This editorial that was originally published on Aug 15, 2007. It is being rerun as Steve is traveling.
This is an interesting list of disasters that can befall a production system. It comprises more than database servers, but certainly can happen to them as well.
The list is pretty good and of these I’ve had more than a few of them happen to me. There were a few that I’ve never seen and it makes me worry a bit that this guy doesn’t have a good staff or set of vendors working with him. But one of these is very interesting.
The second item on the list, a controller going bad and corrupting disks, is an interesting one in today’s world.

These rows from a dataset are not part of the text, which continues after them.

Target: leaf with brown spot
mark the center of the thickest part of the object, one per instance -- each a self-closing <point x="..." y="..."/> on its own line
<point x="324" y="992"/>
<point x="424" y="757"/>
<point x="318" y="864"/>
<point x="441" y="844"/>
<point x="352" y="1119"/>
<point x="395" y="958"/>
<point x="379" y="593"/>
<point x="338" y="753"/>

What would you do if this happened on your SAN? Actually I know what you’d do. First you’d be in denial, and I don’t mean the river in Africa.
Then you’d tell the SAN guys. They wouldn’t believe you. You’d argue and they’d check things, then they’d wonder how it could happen and why? You’d scream at them to fix it, probably using 4 letter, not 3 letter words. They’d start looking for ways to recover data and your hair would be slowly thinning as upper managers started calling down looking for answers.
It shouldn’t happen, but it could. Some marketing VP is showing off that nice piece of SAN equipment with it’s high speed switches, dozens of drives, and lots of colored wires. He sloshes some coffee onto the system, freezes, but when the flashing red lights and siren from the Enterprise don’t go off (Red Alert!), he continues his tour while the controller scribbles on your disks.
Restoring from backup might be easy. Of course if you have a system like some I’ve seen that shares physical disks among multiple LUNs, it might not.
Disaster Recovery is rarely the hurricane Katrina type of issue. Usually it’s something like a disk drive, raid controller, cut wire, etc. that you have to deal with. So think about all of the minor disasters that you want to be sure you can handle and get some practice in on those. Make sure you have spare parts, you can rebuild a server (QA machines are handy for this), you know how to perform a restore.
And most of all, be sure that you know where the backup files are stored. Preferably on different disks than the production data.